Quand c’était Lino Zambito qui disait que Robert Lafrenière, le grand boss de l’UPAC, bloque les enquêtes et protège les élus libéraux, affirmation extrêmement troublante, on attaquait sa crédibilité, on le traitait de bandit, on tentait de discréditer ses dires en rappelant qu’il avait été condamné. Aujourd’hui, Yves Francoeur, un policier influent, met sa crédibilité en jeu en affirmant la même chose que Zambito.

Le timing

Il y a le timing de la sortie de cette nouvelle qui irritera énormément les Libéraux : Quebecor sort ça au jour 1 de l’ouverture de la session parlementaire qui marque la dernière année de ce gouvernement avant les élections. Philippe Couillard espère jouir de cette année pour épandre partout ses bonbons électoraux puisés à même les surplus de ses politiques d’austérité.

Il perd contrôle du message en partant. Après Sam Hamad, l’un des plus proches collaborateurs du PM, c’est aujourd’hui Jean-Marc Fournier qui est visé. Un autre piller. N’ayez crainte, Fournier se battra avec l’énergie du désespoir pour ne pas être tassé. Le problème c’est que ce dernier ne connait pas l’étendue de la fuite quant aux infos qui le concernent sur les enquêtes qui le visent.

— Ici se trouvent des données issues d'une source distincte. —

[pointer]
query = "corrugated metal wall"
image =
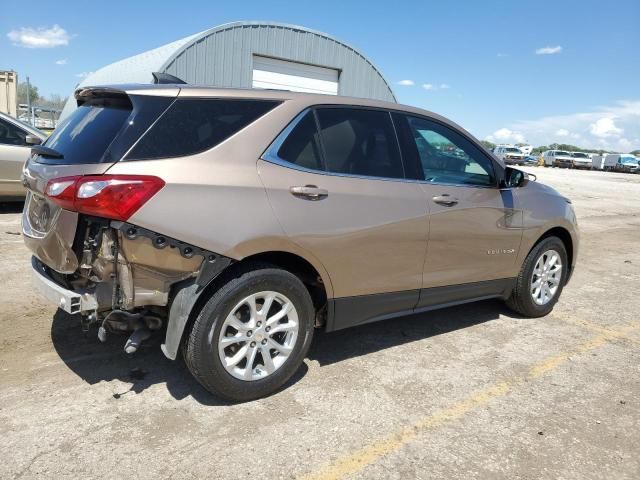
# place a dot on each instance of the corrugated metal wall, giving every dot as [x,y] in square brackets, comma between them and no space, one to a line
[224,57]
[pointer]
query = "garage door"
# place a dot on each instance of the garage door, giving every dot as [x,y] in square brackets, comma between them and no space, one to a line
[297,77]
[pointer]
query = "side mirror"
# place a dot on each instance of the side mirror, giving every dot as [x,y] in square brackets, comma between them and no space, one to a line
[514,178]
[32,140]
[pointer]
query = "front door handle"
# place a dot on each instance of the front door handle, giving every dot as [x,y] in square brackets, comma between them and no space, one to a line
[446,200]
[309,192]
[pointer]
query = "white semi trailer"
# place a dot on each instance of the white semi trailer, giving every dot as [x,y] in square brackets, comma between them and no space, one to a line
[9,93]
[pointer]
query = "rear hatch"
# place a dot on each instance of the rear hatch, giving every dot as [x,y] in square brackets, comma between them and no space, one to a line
[106,124]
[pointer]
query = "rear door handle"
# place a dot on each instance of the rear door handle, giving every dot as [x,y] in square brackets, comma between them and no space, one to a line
[446,200]
[309,192]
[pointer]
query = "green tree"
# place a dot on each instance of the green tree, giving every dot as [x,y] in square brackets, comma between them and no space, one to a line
[22,93]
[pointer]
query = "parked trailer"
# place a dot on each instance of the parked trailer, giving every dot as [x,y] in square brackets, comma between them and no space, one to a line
[9,93]
[597,162]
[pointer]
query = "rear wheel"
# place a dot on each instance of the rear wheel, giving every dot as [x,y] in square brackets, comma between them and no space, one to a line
[541,279]
[251,335]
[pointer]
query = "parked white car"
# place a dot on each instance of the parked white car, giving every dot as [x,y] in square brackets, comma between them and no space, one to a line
[526,149]
[558,158]
[581,160]
[510,155]
[621,162]
[16,140]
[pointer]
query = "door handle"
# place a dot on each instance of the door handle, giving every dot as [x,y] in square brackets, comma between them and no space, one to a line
[446,200]
[309,192]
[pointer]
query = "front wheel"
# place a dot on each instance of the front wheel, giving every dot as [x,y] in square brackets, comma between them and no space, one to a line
[252,335]
[541,279]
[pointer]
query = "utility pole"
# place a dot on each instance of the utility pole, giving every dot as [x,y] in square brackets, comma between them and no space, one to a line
[29,102]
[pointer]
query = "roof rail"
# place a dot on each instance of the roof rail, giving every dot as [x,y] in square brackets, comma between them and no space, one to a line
[160,78]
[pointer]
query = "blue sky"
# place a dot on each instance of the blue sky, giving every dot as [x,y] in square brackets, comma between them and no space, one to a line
[474,62]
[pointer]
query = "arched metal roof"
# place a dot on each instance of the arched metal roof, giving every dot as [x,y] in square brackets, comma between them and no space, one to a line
[223,56]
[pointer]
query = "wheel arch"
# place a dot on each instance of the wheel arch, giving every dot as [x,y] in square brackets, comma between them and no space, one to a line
[315,279]
[565,236]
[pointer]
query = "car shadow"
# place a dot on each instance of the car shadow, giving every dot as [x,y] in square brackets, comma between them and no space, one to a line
[95,362]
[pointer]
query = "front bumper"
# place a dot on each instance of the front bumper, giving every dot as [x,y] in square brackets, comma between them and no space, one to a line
[70,301]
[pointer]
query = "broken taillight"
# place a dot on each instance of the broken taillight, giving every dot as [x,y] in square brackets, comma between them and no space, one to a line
[109,196]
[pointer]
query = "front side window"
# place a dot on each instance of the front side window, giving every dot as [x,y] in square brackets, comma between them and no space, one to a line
[11,135]
[359,142]
[448,157]
[193,125]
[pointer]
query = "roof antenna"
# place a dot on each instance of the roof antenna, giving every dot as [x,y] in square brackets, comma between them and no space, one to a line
[166,78]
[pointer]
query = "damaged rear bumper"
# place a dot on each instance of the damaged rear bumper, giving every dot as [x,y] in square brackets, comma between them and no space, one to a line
[70,301]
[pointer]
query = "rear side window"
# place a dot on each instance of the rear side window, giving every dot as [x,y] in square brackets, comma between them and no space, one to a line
[194,125]
[359,142]
[302,147]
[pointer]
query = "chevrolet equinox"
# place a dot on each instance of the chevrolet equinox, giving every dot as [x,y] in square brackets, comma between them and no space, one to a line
[235,222]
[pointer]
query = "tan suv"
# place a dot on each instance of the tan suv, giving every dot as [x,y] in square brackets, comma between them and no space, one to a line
[235,222]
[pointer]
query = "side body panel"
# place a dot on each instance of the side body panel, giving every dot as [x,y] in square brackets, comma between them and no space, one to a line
[544,209]
[476,240]
[12,159]
[370,234]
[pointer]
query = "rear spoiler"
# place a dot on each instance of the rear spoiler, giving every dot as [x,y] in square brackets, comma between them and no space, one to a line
[90,93]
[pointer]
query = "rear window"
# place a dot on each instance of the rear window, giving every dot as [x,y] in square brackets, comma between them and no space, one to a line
[194,125]
[103,129]
[86,134]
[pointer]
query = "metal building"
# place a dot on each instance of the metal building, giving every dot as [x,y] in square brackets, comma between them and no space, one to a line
[254,55]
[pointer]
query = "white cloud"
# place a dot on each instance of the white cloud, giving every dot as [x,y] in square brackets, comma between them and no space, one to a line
[431,86]
[549,50]
[605,127]
[40,37]
[614,127]
[505,135]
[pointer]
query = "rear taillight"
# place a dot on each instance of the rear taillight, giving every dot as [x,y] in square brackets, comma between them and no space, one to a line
[109,196]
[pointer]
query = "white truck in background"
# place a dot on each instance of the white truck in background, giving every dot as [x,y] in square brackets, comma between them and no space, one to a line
[621,162]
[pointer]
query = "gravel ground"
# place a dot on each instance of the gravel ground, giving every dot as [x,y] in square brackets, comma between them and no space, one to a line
[466,392]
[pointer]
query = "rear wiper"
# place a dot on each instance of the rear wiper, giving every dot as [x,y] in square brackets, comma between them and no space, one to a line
[46,151]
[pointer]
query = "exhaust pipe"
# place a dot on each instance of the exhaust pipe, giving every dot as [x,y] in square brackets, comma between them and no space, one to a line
[136,339]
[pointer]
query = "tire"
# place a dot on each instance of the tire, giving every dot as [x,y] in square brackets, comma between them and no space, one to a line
[202,352]
[521,299]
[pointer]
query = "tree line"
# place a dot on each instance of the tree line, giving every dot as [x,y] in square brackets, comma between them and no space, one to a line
[557,146]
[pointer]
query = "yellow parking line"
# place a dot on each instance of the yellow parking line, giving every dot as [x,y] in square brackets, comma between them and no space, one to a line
[594,327]
[358,460]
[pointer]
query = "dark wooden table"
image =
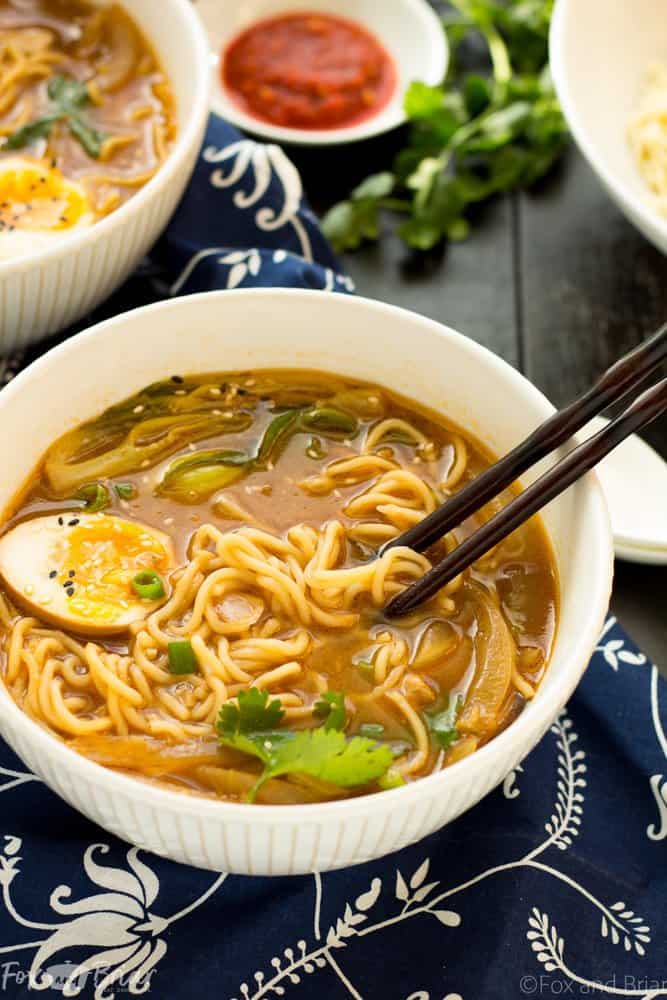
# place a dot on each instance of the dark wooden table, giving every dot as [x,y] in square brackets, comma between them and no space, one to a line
[555,281]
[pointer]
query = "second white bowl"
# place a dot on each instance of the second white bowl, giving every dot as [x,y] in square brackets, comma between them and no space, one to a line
[410,31]
[600,53]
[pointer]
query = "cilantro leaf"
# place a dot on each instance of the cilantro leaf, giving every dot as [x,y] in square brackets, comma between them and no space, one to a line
[321,753]
[331,708]
[90,138]
[253,714]
[68,97]
[443,724]
[65,90]
[469,139]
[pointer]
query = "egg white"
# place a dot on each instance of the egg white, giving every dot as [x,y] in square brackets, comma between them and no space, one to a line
[104,552]
[28,232]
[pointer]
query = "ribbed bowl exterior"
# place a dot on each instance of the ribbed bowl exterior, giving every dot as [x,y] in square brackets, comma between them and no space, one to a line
[270,841]
[48,297]
[268,328]
[45,293]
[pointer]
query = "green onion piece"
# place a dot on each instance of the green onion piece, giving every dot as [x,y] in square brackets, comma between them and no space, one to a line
[315,449]
[124,491]
[195,477]
[330,422]
[94,497]
[148,585]
[391,779]
[371,730]
[400,747]
[182,659]
[276,433]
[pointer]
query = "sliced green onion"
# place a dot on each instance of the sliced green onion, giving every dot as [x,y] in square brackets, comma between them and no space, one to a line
[443,724]
[279,428]
[371,730]
[329,421]
[124,491]
[148,585]
[315,449]
[94,497]
[182,659]
[391,779]
[195,477]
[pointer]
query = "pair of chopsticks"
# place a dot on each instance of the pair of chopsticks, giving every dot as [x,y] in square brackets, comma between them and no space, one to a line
[621,378]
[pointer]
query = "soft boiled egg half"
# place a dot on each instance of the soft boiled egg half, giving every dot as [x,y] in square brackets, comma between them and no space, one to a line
[86,572]
[38,205]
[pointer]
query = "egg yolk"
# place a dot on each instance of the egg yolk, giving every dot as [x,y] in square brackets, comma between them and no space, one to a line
[106,555]
[34,197]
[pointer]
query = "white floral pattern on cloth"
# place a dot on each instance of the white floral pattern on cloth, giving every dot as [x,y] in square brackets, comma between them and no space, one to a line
[554,885]
[114,934]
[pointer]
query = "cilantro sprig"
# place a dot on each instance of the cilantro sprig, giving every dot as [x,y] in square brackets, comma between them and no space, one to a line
[473,137]
[251,726]
[68,98]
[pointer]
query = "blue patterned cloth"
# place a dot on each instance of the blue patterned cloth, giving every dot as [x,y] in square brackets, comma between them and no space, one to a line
[554,885]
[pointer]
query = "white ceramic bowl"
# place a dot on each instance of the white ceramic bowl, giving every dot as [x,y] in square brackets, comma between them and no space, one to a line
[410,31]
[357,337]
[46,291]
[600,52]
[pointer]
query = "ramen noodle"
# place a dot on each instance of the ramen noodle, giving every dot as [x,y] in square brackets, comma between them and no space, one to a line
[648,134]
[87,117]
[193,592]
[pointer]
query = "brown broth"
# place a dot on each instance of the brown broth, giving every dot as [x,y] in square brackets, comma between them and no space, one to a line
[518,579]
[131,101]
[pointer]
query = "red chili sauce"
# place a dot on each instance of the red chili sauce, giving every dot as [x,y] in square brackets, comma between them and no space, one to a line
[310,71]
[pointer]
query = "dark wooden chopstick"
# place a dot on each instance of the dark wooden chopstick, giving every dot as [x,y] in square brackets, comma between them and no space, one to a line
[610,387]
[647,407]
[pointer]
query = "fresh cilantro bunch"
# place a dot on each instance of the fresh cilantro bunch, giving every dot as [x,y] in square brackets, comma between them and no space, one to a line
[472,137]
[68,98]
[252,726]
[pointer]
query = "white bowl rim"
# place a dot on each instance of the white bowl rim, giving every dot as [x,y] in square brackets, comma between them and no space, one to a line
[137,789]
[188,132]
[635,204]
[373,126]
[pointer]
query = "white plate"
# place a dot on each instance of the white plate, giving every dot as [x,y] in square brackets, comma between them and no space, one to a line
[600,51]
[410,31]
[634,481]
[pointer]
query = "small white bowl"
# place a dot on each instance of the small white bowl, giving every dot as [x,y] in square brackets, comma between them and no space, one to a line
[410,31]
[46,291]
[368,340]
[600,53]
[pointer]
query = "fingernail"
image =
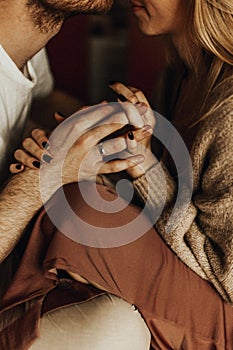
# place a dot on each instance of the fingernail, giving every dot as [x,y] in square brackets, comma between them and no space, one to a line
[130,135]
[139,159]
[142,108]
[36,164]
[61,114]
[45,144]
[147,130]
[122,98]
[111,82]
[46,158]
[19,166]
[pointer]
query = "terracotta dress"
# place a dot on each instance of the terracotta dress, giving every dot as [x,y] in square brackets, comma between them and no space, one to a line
[181,310]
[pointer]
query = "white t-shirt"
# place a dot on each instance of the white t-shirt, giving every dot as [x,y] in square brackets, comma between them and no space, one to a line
[16,94]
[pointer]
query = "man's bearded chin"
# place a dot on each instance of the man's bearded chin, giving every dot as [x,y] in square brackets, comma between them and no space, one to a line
[51,13]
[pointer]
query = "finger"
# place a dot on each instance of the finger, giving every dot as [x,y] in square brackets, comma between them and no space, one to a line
[122,90]
[110,147]
[118,165]
[139,94]
[16,168]
[140,134]
[132,144]
[35,150]
[39,135]
[26,159]
[59,116]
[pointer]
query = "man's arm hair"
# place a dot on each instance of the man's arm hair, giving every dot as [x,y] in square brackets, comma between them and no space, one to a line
[19,202]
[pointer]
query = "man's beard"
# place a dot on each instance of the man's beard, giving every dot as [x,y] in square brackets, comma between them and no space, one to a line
[49,14]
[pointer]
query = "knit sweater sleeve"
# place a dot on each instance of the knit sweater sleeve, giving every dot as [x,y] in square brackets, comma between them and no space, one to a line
[203,236]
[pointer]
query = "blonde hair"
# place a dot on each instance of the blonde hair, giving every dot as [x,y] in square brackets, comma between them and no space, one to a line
[210,32]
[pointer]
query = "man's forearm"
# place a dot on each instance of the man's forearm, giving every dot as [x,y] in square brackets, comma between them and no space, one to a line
[19,201]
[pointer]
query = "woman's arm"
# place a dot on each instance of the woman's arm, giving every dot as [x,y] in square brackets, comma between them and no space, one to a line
[203,238]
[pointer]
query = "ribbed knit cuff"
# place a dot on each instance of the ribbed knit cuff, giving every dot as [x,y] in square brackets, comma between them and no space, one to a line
[156,188]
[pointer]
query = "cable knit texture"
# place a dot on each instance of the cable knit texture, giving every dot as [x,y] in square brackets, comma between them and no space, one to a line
[203,237]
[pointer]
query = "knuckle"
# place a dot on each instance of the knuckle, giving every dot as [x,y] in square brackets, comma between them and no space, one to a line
[26,142]
[17,153]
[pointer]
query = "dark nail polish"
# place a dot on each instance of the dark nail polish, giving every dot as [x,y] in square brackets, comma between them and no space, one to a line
[112,82]
[45,144]
[36,164]
[61,114]
[122,98]
[131,135]
[46,158]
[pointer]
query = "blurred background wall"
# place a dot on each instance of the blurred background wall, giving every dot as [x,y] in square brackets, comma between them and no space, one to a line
[90,51]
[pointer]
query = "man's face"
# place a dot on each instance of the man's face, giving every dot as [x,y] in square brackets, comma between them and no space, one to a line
[77,6]
[48,15]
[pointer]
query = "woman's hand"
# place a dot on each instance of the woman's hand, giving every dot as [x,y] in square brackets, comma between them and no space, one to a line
[75,143]
[137,97]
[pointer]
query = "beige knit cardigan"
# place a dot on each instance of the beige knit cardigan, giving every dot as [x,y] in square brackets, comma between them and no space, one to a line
[203,238]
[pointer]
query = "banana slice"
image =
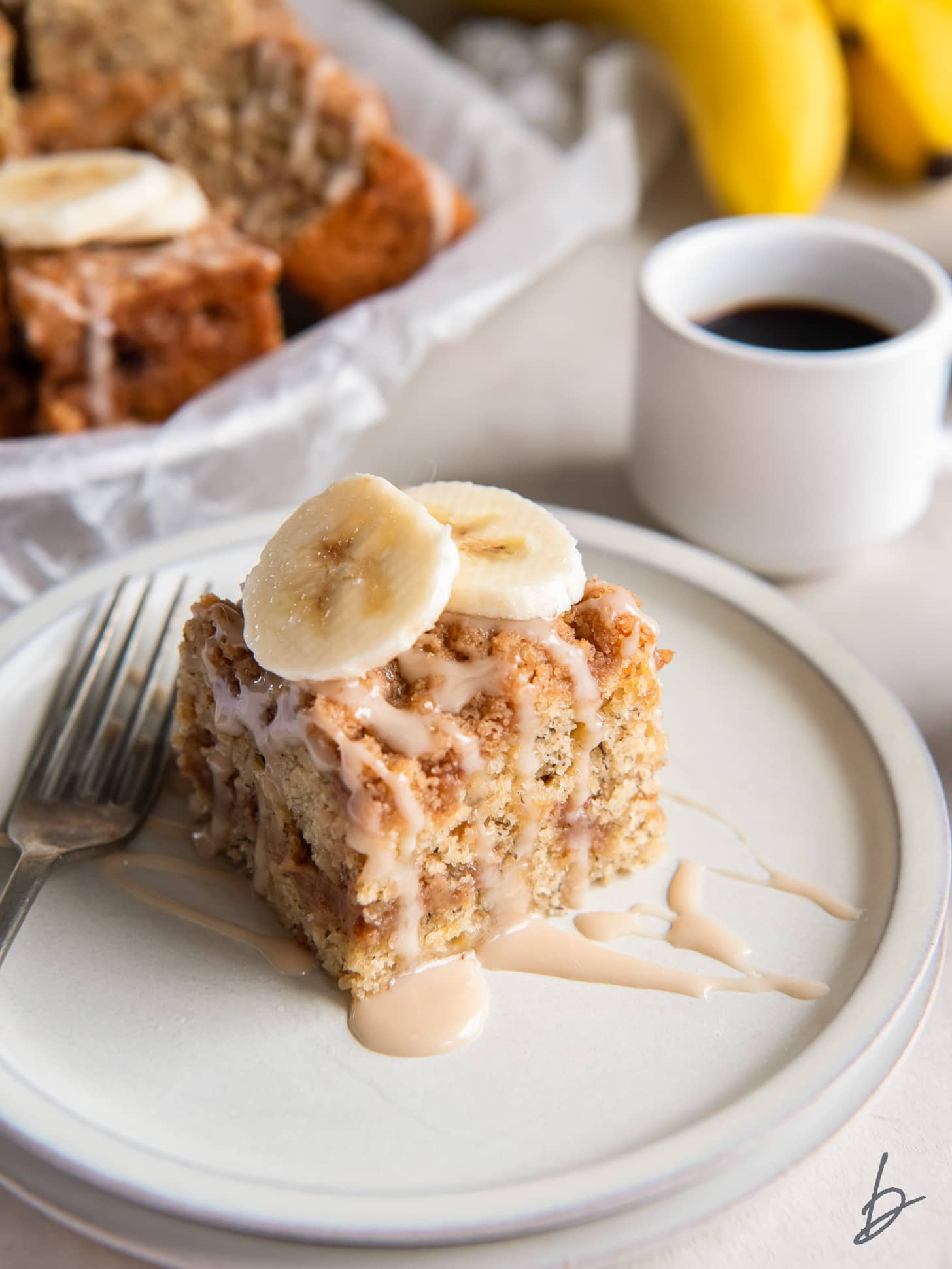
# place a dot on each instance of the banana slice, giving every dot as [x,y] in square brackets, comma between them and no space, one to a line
[354,577]
[183,209]
[517,560]
[60,201]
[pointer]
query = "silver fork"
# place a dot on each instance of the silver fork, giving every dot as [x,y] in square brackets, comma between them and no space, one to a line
[102,749]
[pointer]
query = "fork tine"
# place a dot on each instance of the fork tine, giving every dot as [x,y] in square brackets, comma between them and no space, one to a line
[69,686]
[106,707]
[84,709]
[141,755]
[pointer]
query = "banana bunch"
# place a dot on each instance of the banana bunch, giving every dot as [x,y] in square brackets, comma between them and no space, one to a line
[899,56]
[768,86]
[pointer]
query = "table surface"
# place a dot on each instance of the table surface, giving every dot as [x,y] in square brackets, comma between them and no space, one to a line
[539,399]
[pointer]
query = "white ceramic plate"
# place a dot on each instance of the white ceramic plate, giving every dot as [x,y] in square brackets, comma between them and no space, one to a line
[179,1244]
[159,1062]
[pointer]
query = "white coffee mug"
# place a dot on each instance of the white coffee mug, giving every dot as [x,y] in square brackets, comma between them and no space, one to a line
[787,461]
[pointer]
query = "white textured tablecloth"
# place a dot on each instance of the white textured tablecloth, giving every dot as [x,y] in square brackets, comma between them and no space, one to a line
[539,399]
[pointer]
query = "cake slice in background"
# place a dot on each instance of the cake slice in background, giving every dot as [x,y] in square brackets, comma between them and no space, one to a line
[287,143]
[300,151]
[129,333]
[486,770]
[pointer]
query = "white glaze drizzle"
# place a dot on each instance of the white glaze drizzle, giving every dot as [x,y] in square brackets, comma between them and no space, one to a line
[101,330]
[433,1009]
[283,953]
[691,929]
[774,880]
[442,199]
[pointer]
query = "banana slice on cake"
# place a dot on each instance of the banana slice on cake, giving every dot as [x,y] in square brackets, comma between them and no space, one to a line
[517,561]
[354,577]
[66,199]
[183,210]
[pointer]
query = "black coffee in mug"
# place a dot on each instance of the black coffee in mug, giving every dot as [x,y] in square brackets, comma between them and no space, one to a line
[795,328]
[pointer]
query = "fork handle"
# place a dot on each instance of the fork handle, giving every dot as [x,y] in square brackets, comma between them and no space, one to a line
[32,870]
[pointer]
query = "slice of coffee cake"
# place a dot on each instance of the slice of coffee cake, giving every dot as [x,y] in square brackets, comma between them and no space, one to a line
[488,770]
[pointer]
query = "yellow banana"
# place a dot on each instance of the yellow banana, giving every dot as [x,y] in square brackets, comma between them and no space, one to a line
[763,86]
[899,58]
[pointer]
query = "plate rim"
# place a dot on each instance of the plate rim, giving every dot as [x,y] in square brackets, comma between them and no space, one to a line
[617,1235]
[631,1177]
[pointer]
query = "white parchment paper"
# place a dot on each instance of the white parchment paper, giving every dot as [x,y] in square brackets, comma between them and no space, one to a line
[280,430]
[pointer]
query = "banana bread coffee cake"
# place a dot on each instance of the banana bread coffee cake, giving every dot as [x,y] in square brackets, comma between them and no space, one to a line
[422,725]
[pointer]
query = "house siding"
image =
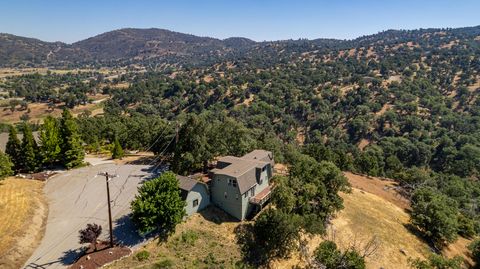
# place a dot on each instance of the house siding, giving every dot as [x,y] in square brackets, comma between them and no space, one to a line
[199,192]
[230,204]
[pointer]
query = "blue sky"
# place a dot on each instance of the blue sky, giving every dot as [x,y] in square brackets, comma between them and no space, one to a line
[73,20]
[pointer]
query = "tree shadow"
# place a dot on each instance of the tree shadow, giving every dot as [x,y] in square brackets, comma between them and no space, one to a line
[252,254]
[125,232]
[216,215]
[71,256]
[415,231]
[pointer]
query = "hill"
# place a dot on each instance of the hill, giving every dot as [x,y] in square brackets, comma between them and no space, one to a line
[159,46]
[124,46]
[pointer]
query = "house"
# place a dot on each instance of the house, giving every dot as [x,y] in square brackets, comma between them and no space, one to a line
[195,194]
[241,185]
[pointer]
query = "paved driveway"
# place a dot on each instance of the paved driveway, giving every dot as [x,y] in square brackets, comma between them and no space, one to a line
[78,197]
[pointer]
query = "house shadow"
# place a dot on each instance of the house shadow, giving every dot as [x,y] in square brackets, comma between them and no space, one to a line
[216,215]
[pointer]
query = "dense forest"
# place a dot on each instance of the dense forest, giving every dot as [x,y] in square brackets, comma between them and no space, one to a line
[399,104]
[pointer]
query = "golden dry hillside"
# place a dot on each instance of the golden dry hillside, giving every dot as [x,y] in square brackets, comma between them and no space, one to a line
[24,211]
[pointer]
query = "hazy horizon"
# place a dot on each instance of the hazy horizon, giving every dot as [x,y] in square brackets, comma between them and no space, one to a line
[73,21]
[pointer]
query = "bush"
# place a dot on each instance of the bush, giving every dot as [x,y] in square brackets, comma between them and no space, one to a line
[474,247]
[466,226]
[163,264]
[435,215]
[158,205]
[142,255]
[436,261]
[189,237]
[328,256]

Car si des actions étaient sur le point d’être déposées, cette information ne coulerait probablement pas. Mais des enquêtes sont bloquées au DPCP (ou à l’UPAC) et devant l’absence de volonté de procéder, le dernier rempart qui est à la portée de ceux qui font les enquêtes et sont aux premières loges de ces dossiers, c’est que l’info soit connue du public.

Ce que le policier Francoeur affirme est en droite ligne avec ce qu’avait dit un autre haut gradé de la police au Québec, cette fois dans le cadre d’un affidavit sous serment déposé lors d’un procès (affidavit que vous pouvez consulter ici). le Lieutenant Patrick Duclos de la Sureté du Québec avait corroboré les soupçons de nombreux intervenants de la justice et de la police selon lesquels une « immunité » existerait quand vient le temps de s’approcher de députés et ministres libéraux.

Francoeur ajoute sa voix à ces troublantes assertions :

« Aussitôt que les enquêteurs s’appro­chent d’un élu provincial, l’enquête leur est retirée par les boss qui les envoie (sic) enquêter sur autre chose »

Portons notre attention maintenant sur les suites du dossier du 1000 de la Commune mais aussi sur d’autres enquêtes dont on a beaucoup entendu parlé dans le passé et qui ne débouchent jamais. ces dossiers ont ceci en commun qu’ils impliquent des élus libéraux jusqu’aux plus hauts échelons : William Bartlett, la SIQ, St-Constant, Châteauguay…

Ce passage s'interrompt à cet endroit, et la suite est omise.